09/27/2021
Facing her 50s and recently single, menopausal, and post-mastectomy, Lindsey Friedland is experiencing all that comes with midlife self-discovery and more. After beating cancer and leaving an abusive marriage, Lindsey is determined to mix up her life and try new things, such as dating, exploring her sexuality, and rekindling her forgotten writing career. (Her degree in creative writing and journalism hasn’t paid off.) Her leap into the complexities of being a woman turns out to be more than she expected, but Lindsey ends up proving to herself that she is capable—beyond capable, even, as she discovers courage, restoration, and curiosity beyond what she ever expected.
Stamey’s lovely, inspiring, often funny novel tells this story through Lindsey’s journals (“Hot flash news flash: They’re tapering off!”) and third-person narration, detailing her exciting and passionate new involvements with men, an unexpected career change, her aging parents, and the trauma she finds the courage to face and conquer. She’s dynamic and authentically herself, single-mindedly embarking on a path to reveal what she actually wants out of life and how to achieve it. In that, she’s a resonant creation, one likely to stir readers joy, sorrow, and empathy. There’s laughs, too, such as the high jinks of a cat named HighJinks, or when Lindsey recounts how her spiritual journey leads her to a shamanic drum circle that, just when she works up the nerve to join in, gets shut down for cultural appropriation.
Stamey’s novel stands as a reminder that everyone has a complicated story they carry through life, and a testament to the power of choosing how to react to setbacks, complications, and even trauma. Stamey’s achievement, though, is the realistic, down-to-earth, eminently relatable Lindsey and all she offers contemporary readers.
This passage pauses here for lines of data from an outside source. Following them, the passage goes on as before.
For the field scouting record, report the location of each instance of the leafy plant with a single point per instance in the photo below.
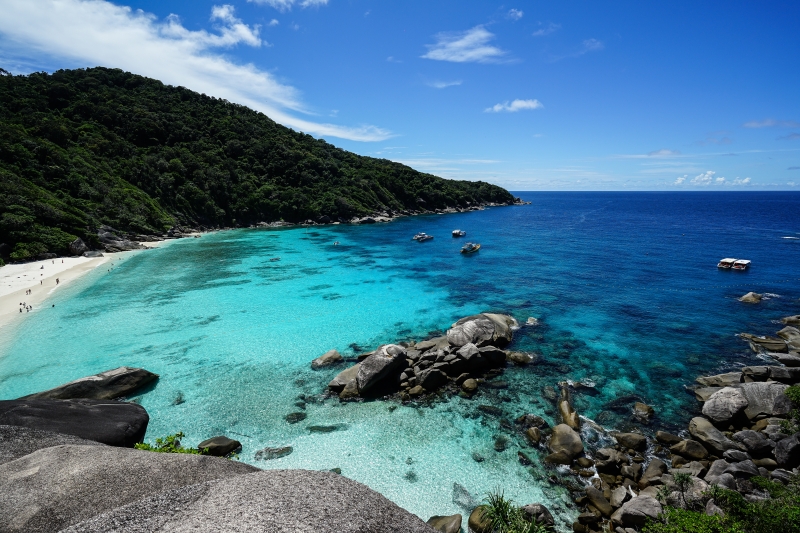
(170, 444)
(506, 517)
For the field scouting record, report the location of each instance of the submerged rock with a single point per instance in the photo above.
(329, 358)
(220, 446)
(107, 385)
(446, 524)
(268, 454)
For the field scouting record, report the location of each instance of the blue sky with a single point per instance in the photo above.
(528, 95)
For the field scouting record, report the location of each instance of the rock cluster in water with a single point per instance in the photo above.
(471, 348)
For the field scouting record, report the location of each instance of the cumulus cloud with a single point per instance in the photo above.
(469, 46)
(87, 33)
(706, 178)
(547, 30)
(443, 84)
(771, 123)
(286, 5)
(514, 106)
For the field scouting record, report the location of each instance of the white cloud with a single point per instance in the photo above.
(547, 30)
(663, 153)
(771, 123)
(443, 84)
(286, 5)
(87, 33)
(465, 47)
(704, 179)
(514, 106)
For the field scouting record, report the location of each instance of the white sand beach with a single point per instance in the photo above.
(40, 277)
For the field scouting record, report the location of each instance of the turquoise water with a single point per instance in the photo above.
(625, 284)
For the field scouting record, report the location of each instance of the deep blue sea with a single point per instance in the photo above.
(625, 285)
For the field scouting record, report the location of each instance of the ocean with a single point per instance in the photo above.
(625, 286)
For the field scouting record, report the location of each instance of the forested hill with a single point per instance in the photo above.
(82, 148)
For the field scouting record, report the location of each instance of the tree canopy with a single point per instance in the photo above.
(83, 148)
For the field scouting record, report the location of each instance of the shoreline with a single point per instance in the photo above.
(17, 278)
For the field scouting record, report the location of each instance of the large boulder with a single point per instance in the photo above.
(565, 439)
(787, 452)
(331, 357)
(78, 247)
(634, 513)
(712, 438)
(18, 441)
(754, 442)
(792, 337)
(725, 405)
(536, 512)
(446, 524)
(344, 377)
(481, 330)
(720, 380)
(764, 399)
(386, 360)
(271, 501)
(56, 487)
(107, 421)
(115, 383)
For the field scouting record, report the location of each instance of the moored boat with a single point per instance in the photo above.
(741, 264)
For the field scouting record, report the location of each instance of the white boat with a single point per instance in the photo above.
(741, 264)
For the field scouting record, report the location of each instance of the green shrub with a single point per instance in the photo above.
(170, 444)
(506, 517)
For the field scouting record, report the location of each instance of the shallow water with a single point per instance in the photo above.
(625, 284)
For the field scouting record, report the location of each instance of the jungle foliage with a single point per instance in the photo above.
(82, 148)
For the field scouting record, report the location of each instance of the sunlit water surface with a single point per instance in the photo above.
(625, 284)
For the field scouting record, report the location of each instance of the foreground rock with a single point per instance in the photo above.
(105, 421)
(287, 501)
(106, 385)
(470, 349)
(17, 441)
(56, 487)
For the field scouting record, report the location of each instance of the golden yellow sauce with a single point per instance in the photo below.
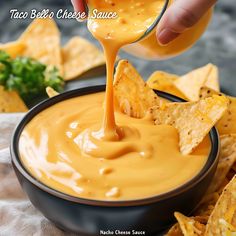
(144, 163)
(134, 18)
(79, 148)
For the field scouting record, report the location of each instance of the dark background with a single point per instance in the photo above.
(218, 45)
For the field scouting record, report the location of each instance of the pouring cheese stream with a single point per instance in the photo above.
(79, 148)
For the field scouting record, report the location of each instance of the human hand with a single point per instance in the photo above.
(181, 15)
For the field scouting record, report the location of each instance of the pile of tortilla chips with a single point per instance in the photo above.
(205, 107)
(41, 41)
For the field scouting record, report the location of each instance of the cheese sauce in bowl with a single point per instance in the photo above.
(65, 196)
(88, 167)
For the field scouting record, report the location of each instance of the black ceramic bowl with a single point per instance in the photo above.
(89, 217)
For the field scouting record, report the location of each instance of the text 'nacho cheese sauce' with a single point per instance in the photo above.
(79, 148)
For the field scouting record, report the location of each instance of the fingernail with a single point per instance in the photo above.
(165, 36)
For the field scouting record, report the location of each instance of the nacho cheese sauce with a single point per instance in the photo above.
(134, 18)
(145, 162)
(85, 147)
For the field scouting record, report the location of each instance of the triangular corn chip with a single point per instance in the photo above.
(79, 56)
(163, 81)
(226, 160)
(212, 81)
(51, 92)
(193, 120)
(14, 49)
(11, 102)
(131, 92)
(226, 125)
(191, 83)
(175, 230)
(190, 226)
(223, 218)
(207, 204)
(42, 40)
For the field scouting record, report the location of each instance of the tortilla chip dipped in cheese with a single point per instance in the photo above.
(79, 56)
(51, 92)
(189, 226)
(11, 102)
(14, 49)
(193, 120)
(191, 83)
(222, 221)
(42, 42)
(227, 158)
(131, 92)
(163, 81)
(227, 124)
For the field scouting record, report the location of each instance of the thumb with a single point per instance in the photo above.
(181, 15)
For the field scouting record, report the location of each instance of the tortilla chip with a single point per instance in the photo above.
(226, 125)
(223, 218)
(131, 92)
(79, 56)
(11, 102)
(207, 205)
(164, 82)
(189, 226)
(175, 230)
(212, 81)
(191, 83)
(226, 160)
(193, 120)
(14, 49)
(51, 92)
(42, 40)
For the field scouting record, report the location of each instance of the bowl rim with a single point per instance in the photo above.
(15, 157)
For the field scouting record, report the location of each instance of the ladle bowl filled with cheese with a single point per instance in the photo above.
(124, 191)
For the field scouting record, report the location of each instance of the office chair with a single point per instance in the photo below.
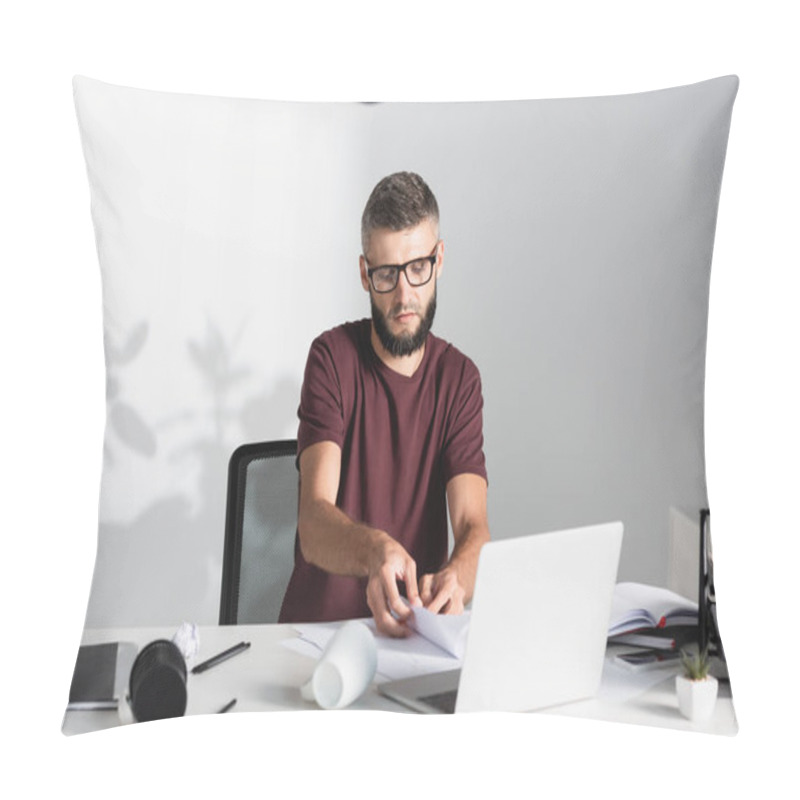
(260, 525)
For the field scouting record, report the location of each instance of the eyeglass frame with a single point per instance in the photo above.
(398, 268)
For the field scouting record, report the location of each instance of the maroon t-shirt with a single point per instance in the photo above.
(402, 439)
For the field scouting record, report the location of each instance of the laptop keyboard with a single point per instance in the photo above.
(444, 701)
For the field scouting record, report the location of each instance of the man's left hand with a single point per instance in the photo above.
(442, 592)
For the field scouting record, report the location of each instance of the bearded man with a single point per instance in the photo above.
(390, 439)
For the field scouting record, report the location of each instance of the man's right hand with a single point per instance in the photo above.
(390, 563)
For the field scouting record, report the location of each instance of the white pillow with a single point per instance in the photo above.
(578, 235)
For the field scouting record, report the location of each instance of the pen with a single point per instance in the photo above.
(225, 654)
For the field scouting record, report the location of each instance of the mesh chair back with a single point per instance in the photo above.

Women, especially middle-aged, will relish Lindsey’s fiery exploration and journey toward healing as she sets out to conquer the second half of her life.
Takeaway: A woman’s complicated self-discovery during midlife will touch the hearts of readers of this wise comic novel.
Great for fans of: Nancy Thayer’s The Hot Flash Club, Nina George’s Little Breton Bistro.
Production grades Cover: B Design and typography: A Illustrations: N/A Editing: A Marketing copy: B-
2021-08-21
A cancer survivor experiences her second act in this novel.
Lindsey Friedland has had a tumultuous life. A bout with breast cancer has left the 52-year-old woman self-conscious about her body. She’s two years out of an abusive marriage to eco-activist Nick. That relationship mirrored the marriage of her beloved but complicated parents, for whom she provides care. She still experiences traumatic flashbacks featuring Nick. And then there’s the menopause that leads to frequent hot flashes. Lindsey takes comfort in her diary, her vibrant friends—earth mother Crystal and spitfire Megan—and her surroundings in the gorgeous Pacific Northwest. On an average day at her stable but dull job transcribing medical reports for a local hospital, Lindsey runs into Newman Zender, an old crush from her hippie days, handsome and charming as ever, who’s now recently divorced with a teenage daughter. The two reconnect on an emotional and spiritual level, leading to the best sex of Lindsey’s life, but Newman’s not quite ready to commit. Lindsey dates other men, though no one comes close to romantic Newman, and she soon finds herself in a quandary when a family friend lands in the hospital with a traumatic brain injury. Lindsey’s knowledge of his surgeon’s history could save the young man’s life—but cost the protagonist her job. Soon, Lindsey connects with Damon Perrera, the Native American/Mexican editor of the local paper, who sees potential in her writing and shares her passion for environmental issues. But the mutual attraction is stalled when Newman invites Lindsey to join him on a trip to Guatemala. Author and traveler Stamey’s writing is strongest in her vivid descriptions of locations, from Lindsey’s hometown with its quirky settings and stunning forest to the Central American landscape she tours with Newman (“They pass a tilled field of orange dirt, morning sun starting to bake it, then the dense tropical forest closes over them again in sliding tones of green, sparked by an occasional flash of red or yellow parrot feathers”). Lindsey’s banter with her best friends as well as her complex family dynamics feel extremely realistic; the fact that every man she meets is wildly attracted to her, less so. Finally, Lindsey herself is an appealing and capable hero, both intelligent and relatable.
A solid, engaging tale about the importance of self-knowledge.